Hay tragedias que ningún gobierno merece en su primer amanecer. El temblor del pasado lunes 10 de agosto cayó como un mazazo sobre la recién estrenada administración de Abelardo De La Espriella, obligando a mover prioridades, ajustar planes y responder con urgencia a daños que nadie tenía en el guion. Aun así, el gobierno ha debido continuar con la tarea inevitable: conformar su equipo, escoger a quienes considera capaces, idóneos y honestos para asumir la función pública en medio de un país que exige resultados inmediatos.
Pero mientras el gobierno intenta avanzar, afuera se ha desatado una cacería de brujas que está convirtiendo la selección de funcionarios en un ritual inquisitorial. Hoy parece que, para aspirar a un cargo, se necesita un alma inmaculada y, sobre todo, no haber ocupado un cargo público nacional en los últimos cuatro años. Como si la experiencia fuera un pecado. Como si el conocimiento acumulado en la gestión estatal se hubiera vuelto sospechoso por decreto moral de algún catón digital.

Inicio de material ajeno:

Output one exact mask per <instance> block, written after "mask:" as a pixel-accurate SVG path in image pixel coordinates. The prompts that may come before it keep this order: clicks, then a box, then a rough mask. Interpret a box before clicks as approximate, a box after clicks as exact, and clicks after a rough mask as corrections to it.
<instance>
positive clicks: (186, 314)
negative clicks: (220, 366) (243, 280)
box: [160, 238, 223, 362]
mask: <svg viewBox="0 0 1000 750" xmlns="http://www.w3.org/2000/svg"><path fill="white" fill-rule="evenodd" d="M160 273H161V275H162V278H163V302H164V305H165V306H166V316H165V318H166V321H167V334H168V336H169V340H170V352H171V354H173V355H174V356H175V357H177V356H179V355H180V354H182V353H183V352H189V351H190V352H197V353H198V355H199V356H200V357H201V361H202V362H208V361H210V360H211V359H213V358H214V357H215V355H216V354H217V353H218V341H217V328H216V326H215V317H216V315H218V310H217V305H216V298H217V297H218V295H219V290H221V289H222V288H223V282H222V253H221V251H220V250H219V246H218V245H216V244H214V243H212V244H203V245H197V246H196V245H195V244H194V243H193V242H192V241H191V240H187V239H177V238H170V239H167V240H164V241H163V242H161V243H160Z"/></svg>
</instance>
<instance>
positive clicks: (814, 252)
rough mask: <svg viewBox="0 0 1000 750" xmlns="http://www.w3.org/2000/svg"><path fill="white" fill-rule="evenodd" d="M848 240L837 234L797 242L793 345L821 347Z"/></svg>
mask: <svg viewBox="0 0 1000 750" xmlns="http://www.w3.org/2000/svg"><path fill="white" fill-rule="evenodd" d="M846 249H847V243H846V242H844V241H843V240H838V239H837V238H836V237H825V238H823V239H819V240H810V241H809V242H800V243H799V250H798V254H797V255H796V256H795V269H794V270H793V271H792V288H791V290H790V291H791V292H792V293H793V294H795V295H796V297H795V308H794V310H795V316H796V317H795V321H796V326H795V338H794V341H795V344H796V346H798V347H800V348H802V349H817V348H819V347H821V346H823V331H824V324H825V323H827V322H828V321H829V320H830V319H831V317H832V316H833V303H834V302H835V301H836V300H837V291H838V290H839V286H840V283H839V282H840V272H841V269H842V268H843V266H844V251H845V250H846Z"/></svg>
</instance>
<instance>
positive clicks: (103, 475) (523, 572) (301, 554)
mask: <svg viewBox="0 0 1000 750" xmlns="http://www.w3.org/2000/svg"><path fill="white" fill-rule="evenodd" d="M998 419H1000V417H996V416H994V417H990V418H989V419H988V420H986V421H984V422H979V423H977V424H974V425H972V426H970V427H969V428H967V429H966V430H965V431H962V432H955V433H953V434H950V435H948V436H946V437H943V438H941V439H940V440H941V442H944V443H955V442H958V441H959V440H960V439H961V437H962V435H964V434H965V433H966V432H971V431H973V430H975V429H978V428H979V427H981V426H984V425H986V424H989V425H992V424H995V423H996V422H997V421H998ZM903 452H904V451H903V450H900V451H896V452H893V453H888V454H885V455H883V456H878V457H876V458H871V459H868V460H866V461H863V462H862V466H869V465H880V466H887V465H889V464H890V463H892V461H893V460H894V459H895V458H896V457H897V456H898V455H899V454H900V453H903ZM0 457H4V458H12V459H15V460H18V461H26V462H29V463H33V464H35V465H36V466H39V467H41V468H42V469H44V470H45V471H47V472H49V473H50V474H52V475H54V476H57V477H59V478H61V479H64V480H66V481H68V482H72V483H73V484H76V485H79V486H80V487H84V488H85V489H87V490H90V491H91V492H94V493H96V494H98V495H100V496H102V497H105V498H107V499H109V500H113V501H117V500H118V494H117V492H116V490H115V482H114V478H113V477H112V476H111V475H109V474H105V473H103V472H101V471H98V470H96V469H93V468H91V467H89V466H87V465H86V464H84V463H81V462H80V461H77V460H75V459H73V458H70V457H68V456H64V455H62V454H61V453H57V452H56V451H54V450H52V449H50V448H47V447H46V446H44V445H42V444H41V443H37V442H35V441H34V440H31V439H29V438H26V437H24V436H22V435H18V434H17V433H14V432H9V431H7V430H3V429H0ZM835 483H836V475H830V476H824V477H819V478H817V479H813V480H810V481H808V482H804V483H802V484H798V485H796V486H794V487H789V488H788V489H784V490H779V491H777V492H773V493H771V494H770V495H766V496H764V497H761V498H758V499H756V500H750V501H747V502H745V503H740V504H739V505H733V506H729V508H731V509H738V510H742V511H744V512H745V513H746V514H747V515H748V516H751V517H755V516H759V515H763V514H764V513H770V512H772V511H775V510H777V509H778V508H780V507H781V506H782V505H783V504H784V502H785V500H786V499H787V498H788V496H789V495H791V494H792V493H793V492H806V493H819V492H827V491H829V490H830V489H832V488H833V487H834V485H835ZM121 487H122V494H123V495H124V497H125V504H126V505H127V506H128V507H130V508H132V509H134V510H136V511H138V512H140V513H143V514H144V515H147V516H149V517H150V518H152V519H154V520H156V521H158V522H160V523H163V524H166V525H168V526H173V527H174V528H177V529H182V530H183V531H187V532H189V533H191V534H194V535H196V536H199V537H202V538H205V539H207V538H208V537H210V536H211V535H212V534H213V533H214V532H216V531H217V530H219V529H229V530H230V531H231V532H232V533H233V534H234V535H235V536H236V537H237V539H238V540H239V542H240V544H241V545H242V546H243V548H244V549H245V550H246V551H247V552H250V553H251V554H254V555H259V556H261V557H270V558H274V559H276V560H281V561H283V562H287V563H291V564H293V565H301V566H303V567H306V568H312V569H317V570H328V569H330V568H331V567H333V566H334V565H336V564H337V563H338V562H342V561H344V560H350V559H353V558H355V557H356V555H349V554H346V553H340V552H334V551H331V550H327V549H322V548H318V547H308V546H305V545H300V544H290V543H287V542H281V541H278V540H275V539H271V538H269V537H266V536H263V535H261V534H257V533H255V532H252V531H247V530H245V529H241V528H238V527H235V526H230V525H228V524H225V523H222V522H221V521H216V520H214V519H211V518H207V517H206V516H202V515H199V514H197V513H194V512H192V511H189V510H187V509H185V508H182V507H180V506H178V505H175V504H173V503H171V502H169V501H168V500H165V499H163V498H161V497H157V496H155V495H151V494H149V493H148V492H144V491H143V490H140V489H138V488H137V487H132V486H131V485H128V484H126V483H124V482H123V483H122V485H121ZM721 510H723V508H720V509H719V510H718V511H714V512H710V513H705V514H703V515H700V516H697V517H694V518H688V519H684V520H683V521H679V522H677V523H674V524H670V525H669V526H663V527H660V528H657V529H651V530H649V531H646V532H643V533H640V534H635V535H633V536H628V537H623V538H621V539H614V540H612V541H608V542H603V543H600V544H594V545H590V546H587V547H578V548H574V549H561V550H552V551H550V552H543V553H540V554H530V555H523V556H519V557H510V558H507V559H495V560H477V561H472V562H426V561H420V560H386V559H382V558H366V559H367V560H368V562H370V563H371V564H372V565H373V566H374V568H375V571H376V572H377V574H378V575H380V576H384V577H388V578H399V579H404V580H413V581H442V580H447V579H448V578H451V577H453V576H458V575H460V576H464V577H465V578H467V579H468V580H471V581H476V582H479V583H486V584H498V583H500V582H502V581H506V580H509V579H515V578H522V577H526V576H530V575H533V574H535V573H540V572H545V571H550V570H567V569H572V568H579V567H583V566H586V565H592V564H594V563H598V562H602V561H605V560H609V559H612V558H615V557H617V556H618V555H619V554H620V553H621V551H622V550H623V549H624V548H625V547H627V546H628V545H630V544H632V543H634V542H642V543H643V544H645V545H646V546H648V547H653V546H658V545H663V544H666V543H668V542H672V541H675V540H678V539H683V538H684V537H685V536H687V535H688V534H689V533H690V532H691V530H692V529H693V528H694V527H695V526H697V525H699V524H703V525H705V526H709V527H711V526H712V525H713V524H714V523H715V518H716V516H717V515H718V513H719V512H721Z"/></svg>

La política colombiana vive obsesionada con la pureza, pero no con la pureza ética, que sería deseable, sino con una pureza estética del señalamiento. Se exige que todo funcionario sea un lienzo sin manchas, un historial sin contradicciones. Esa expectativa es hipócrita. El Estado no se construye con seres míticos sino con personas reales, con virtudes y defectos. Pretender lo contrario es caer en la trampa del moralismo punitivo que tanto daño le hace al país.